Bien entendu, je ne suis pas restée sourde aux critiques que j’ai reçues pour avoir travaillé en Arabie saoudite. (Il est intéressant de noter que la quasi-totalité de ces critiques ont refusé de visiter le pays, de s’engager avec le peuple saoudien ou de voir l’exposition qu’ils remettent en question). Toutefois, ces critiques ont été plus que compensées par l’expérience que j’ai vécue en observant de jeunes Saoudiens s’intéresser à l’œuvre de Warhol de la manière la plus joyeuse et la plus ouverte qui soit. Leurs actions et leurs réactions témoignent avec force du pouvoir de l’échange culturel. L’échange culturel est un intérêt de longue date au sein de la communauté des musées, et il est plus pertinent que jamais dans un monde rempli de conflits et de méfiance. L’art reste un outil direct et cathartique qui peut jeter des ponts entre les gens. D’une manière générale, je pense que l’on est confronté à un choix concernant d’autres cultures ayant des valeurs différentes : soit isoler cette culture, soit s’efforcer de trouver des points de connexion susceptibles d’encourager le changement.

Le projet d’organiser une exposition Warhol en Arabie saoudite a été renforcé par les encouragements discrets d’autres professionnels des musées et par mes discussions avec des personnes qui connaissaient Andy personnellement. Le neveu d’Andy Warhol, Donald Warhola, vice-président de la Fondation Andy Warhol et agent de liaison avec le musée Andy Warhol, m’a déclaré : « Je pense que mon oncle accepterait volontiers d’exposer ses œuvres en Arabie saoudite, de créer un dialogue sur la célébrité et d’apporter un message d’ouverture. De même, j’apprécie que l’Arabie saoudite accueille l’art de mon oncle dans son espace culturel, où les gens voudront peut-être en savoir plus sur Andy Warhol l’artiste et Andy Warhol l’être humain.

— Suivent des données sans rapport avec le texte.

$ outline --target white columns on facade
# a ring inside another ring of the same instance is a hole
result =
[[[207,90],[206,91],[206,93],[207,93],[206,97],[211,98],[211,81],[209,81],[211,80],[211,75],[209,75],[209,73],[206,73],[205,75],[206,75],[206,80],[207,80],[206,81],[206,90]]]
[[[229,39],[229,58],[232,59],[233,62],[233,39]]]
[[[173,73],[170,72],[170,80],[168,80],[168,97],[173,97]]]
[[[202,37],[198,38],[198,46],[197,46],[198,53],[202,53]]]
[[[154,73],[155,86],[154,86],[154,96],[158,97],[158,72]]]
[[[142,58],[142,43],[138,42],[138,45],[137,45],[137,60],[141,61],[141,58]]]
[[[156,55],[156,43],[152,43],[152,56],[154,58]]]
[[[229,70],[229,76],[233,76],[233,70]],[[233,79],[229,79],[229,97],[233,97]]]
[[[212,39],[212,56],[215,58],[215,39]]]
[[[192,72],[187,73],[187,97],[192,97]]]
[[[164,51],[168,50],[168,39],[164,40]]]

De retour d’Arabie saoudite pour l’ouverture de FAME, je repense à ma soirée au MDLBeast Soundstorm. Là-bas, deux jeunes hommes de la région se sont précipités vers moi et m’ont crié : « Tu peux croire qu’on est à Riyad ? ». Ma réponse a été, et est toujours, « Non, je ne peux pas ». Mais je crois qu’avec un engagement continu en faveur du discours, de l’éducation et des échanges culturels, les relations internationales évolueront pour le mieux. Quant à la forme que prendront ces relations et à la manière dont l’art contemporain sera impliqué, il est trop tôt pour le dire, mais les signes sur le terrain sont positifs.

Warhol lui-même semblait comprendre les avantages de l’exposition à des points de vue différents lorsqu’il a déclaré : « Lorsque vous travaillez avec des gens qui vous comprennent mal, au lieu d’obtenir des transmissions, vous obtenez des transmutations, et c’est beaucoup plus intéressant à long terme ».